On July 24, 2024, the Department of Justice filed a civil suit in the U.S. District Court for the Western District of Pennsylvania against National General Holdings Corp., National General Insurance Company, National General Lender Services, Inc. and Newport Management Corp. The suit alleges that certain services that National General provided as a vendor to a large national bank for its collateral protection insurance program violated the Financial Institutions, Reform, Recovery, and Enforcement Act of 1989 (the “Act”), and it seeks civil monetary penalties available under the Act.
The Company is subject to lawsuits related to the collection and use of driving behavior data, including a civil lawsuit filed by the Texas Attorney General in Montgomery County, Texas District Court and putative class actions filed in federal court.
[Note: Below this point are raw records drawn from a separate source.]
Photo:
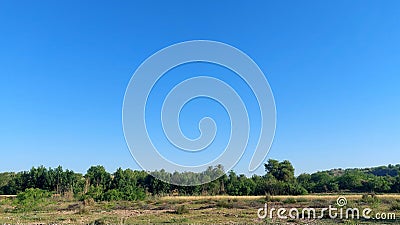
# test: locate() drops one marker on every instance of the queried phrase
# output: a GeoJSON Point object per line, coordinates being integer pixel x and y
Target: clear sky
{"type": "Point", "coordinates": [333, 66]}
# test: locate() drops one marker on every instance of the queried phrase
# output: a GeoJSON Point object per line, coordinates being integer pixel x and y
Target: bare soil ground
{"type": "Point", "coordinates": [192, 210]}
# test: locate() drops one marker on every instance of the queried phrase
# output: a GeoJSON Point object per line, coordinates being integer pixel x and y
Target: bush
{"type": "Point", "coordinates": [182, 210]}
{"type": "Point", "coordinates": [395, 206]}
{"type": "Point", "coordinates": [32, 199]}
{"type": "Point", "coordinates": [289, 201]}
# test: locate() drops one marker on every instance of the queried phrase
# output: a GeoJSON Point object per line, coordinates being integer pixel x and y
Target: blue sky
{"type": "Point", "coordinates": [333, 66]}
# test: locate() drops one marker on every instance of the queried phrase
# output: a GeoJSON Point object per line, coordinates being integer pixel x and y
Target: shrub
{"type": "Point", "coordinates": [182, 210]}
{"type": "Point", "coordinates": [31, 199]}
{"type": "Point", "coordinates": [289, 201]}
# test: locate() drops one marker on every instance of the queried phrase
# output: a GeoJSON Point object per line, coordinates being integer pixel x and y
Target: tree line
{"type": "Point", "coordinates": [279, 179]}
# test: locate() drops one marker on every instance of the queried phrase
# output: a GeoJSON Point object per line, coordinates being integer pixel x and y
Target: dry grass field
{"type": "Point", "coordinates": [190, 210]}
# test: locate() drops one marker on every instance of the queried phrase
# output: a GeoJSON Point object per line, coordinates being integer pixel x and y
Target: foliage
{"type": "Point", "coordinates": [31, 199]}
{"type": "Point", "coordinates": [129, 185]}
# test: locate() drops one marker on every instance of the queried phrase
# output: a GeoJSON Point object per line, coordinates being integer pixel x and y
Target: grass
{"type": "Point", "coordinates": [188, 210]}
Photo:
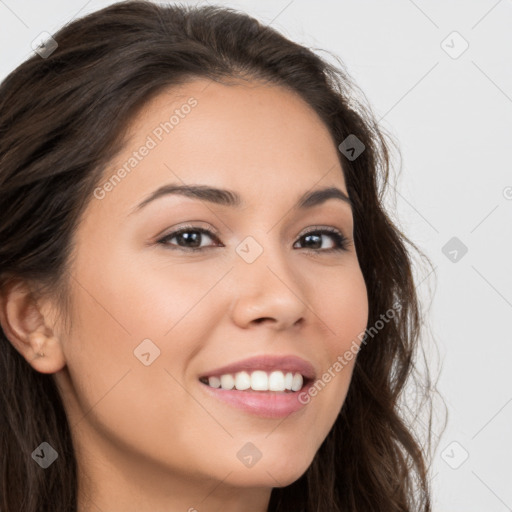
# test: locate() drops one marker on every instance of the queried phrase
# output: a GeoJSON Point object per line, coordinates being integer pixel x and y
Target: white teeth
{"type": "Point", "coordinates": [276, 381]}
{"type": "Point", "coordinates": [242, 381]}
{"type": "Point", "coordinates": [288, 379]}
{"type": "Point", "coordinates": [227, 382]}
{"type": "Point", "coordinates": [258, 381]}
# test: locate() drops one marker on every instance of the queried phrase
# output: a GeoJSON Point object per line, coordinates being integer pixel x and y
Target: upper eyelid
{"type": "Point", "coordinates": [212, 233]}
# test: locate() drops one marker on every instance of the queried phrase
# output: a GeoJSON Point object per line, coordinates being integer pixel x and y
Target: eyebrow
{"type": "Point", "coordinates": [232, 199]}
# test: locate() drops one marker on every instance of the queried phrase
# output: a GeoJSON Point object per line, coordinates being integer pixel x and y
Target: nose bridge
{"type": "Point", "coordinates": [264, 281]}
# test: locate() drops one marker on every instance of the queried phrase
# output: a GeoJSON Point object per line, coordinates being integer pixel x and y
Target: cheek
{"type": "Point", "coordinates": [344, 311]}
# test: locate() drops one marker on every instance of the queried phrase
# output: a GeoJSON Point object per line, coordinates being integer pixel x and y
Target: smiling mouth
{"type": "Point", "coordinates": [258, 381]}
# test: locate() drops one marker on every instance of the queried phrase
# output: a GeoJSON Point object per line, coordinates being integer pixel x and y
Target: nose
{"type": "Point", "coordinates": [268, 290]}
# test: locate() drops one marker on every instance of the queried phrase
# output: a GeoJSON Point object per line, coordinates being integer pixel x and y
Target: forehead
{"type": "Point", "coordinates": [257, 138]}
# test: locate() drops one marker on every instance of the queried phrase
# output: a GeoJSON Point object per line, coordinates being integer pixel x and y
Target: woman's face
{"type": "Point", "coordinates": [151, 316]}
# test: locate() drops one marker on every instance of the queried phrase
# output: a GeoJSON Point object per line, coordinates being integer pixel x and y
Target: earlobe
{"type": "Point", "coordinates": [28, 330]}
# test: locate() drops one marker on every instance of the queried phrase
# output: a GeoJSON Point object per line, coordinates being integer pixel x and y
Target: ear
{"type": "Point", "coordinates": [29, 327]}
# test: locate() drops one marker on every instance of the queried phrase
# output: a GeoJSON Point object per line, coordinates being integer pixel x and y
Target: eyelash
{"type": "Point", "coordinates": [340, 240]}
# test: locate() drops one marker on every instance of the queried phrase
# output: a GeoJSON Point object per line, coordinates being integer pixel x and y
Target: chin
{"type": "Point", "coordinates": [270, 473]}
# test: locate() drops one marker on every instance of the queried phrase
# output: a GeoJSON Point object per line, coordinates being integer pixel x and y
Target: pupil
{"type": "Point", "coordinates": [307, 237]}
{"type": "Point", "coordinates": [195, 236]}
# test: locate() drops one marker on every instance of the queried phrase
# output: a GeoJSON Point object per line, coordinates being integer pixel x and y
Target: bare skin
{"type": "Point", "coordinates": [148, 438]}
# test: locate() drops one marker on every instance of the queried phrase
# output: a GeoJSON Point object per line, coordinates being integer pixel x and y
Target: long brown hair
{"type": "Point", "coordinates": [62, 119]}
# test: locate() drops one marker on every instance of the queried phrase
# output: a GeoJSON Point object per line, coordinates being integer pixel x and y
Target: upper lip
{"type": "Point", "coordinates": [286, 363]}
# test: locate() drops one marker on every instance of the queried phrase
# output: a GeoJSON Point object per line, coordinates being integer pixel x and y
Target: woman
{"type": "Point", "coordinates": [204, 303]}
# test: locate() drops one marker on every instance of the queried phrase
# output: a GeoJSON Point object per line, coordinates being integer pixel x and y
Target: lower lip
{"type": "Point", "coordinates": [267, 404]}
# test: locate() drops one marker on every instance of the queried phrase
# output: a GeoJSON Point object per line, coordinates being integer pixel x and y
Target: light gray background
{"type": "Point", "coordinates": [452, 118]}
The lawsuits allege privacy and consumer protection claims and seek actual, statutory and punitive damages, restitution, injunctive relief and attorneys’ fees.
The Company is defending a class action lawsuit in the U.S. District Court for the Central District of California, Canchola, et al v. Allstate Insurance Company, filed March 2023. Plaintiffs generally allege that Allstate owes them business expenses incurred in their operation of Allstate Exclusive Agencies under the California Labor Code because they were misclassified as independent contractors. The Company continues to defend the litigation and oppose plaintiffs’ allegations.